11.R Third Party Review Findings

  • None.

11.N Completion Checklist

  • Every-commit CI runs: ORI_VERIFY_EACH=1, ORI_VERIFY_ARC=1, LLVM backend spec tests, FileCheck tests
  • Every-commit CI total time within 30-minute budget
  • Nightly CI runs: sanitizers, Alive2 curated corpus, AIMS snapshots, ARC IR parity
  • Nightly failure creates GitHub issue automatically
  • Weekly CI runs: differential fuzzing, Alive2 full sweep, sanitizer matrix
  • Weekly results uploaded as CI artifacts with 90-day retention
  • debug-release-compare.sh --arc-ir produces normalized ARC IR diffs
  • ARC IR variable/block ID normalization prevents false positives
  • diagnostics/opt-bisect.sh identifies failing LLVM optimization pass
  • opt-bisect added to diagnostics/self-test.sh
  • LLVM crash escape hatch status documented (blocked by plans/llvm-worker-isolation/)
  • All §01-§10 CI gates verified present and functional
  • No existing tests regressed: timeout 150 ./test-all.sh green
  • timeout 150 ./clippy-all.sh green
  • Plan annotation cleanup: bash .claude/skills/impl-hygiene-review/plan-annotations.sh --plan 11 returns 0 annotations
  • All intermediate TPR checkpoint findings resolved
  • Plan sync — update plan metadata to reflect this section’s completion:
    • This section’s frontmatter statuscomplete, subsection statuses updated
    • 00-overview.md Quick Reference table status updated for this section
    • 00-overview.md mission success criteria checkboxes updated
    • index.md section status updated
  • /tpr-review passed (final, full-section)
  • /impl-hygiene-review passed — AFTER /tpr-review is clean
  • /improve-tooling section-close sweep — verify per-subsection retrospectives ran, add cross-cutting items.

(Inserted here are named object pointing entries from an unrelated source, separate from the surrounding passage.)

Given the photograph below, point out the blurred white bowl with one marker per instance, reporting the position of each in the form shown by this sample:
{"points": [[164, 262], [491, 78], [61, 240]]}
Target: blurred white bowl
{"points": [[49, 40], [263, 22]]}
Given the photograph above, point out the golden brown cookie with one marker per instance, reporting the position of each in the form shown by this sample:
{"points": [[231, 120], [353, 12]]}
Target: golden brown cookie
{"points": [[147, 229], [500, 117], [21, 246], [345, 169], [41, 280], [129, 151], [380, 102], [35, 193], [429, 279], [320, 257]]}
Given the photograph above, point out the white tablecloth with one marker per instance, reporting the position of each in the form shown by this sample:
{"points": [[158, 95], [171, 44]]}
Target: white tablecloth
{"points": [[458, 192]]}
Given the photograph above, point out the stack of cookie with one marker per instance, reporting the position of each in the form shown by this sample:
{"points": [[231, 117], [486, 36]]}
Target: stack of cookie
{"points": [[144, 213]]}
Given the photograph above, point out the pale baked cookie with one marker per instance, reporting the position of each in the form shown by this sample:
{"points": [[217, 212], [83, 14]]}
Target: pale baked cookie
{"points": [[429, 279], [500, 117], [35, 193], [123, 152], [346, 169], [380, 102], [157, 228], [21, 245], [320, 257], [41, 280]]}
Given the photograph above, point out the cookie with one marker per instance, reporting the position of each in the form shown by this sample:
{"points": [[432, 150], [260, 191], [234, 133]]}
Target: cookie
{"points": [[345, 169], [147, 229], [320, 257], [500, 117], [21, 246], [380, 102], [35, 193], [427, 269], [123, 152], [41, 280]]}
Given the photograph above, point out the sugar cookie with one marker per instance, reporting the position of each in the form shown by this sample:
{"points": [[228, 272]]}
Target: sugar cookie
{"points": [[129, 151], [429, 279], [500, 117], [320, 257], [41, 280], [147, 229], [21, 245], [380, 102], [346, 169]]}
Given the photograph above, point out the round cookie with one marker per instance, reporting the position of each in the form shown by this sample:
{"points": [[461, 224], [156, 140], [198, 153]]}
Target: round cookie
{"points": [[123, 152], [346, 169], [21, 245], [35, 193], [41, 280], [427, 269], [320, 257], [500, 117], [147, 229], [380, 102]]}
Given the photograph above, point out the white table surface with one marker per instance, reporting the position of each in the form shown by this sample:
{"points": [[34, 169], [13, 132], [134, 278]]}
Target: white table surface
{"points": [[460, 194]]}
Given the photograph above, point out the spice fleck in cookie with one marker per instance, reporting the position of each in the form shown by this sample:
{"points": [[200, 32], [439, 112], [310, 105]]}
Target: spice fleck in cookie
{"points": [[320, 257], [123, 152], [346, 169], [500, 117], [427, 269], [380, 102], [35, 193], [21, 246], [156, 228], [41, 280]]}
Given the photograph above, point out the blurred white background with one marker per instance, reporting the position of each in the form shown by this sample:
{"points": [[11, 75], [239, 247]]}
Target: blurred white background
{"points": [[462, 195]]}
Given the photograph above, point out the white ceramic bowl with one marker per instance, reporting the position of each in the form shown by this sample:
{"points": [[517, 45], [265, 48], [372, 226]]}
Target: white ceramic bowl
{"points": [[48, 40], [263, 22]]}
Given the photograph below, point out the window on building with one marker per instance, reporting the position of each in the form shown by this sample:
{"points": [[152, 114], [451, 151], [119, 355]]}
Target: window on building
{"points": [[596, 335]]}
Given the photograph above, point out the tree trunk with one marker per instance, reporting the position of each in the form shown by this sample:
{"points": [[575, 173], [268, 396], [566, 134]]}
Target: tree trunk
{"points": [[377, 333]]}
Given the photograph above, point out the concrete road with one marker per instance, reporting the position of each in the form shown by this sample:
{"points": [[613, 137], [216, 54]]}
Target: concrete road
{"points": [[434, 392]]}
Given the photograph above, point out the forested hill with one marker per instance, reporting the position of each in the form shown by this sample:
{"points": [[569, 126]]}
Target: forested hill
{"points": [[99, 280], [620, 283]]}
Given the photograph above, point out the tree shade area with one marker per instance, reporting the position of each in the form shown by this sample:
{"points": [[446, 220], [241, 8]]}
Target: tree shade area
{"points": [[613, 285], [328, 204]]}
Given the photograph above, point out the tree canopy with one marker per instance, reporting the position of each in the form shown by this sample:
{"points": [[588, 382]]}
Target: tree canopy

Exit Criteria: Three CI tiers operational and tested. Every-commit tier runs verification gates from §01 plus LLVM backend spec tests and FileCheck tests within the 30-minute budget. Nightly tier runs sanitizers, Alive2, AIMS snapshots, and ARC IR parity with automatic failure notification. Weekly tier runs differential fuzzing, full Alive2 sweep, and sanitizer matrix with artifact upload. debug-release-compare.sh --arc-ir catches ARC IR structural divergences with normalized diffing. diagnostics/opt-bisect.sh identifies failing LLVM passes via binary search. No verification tool from §01-§10 exists only locally without CI enforcement.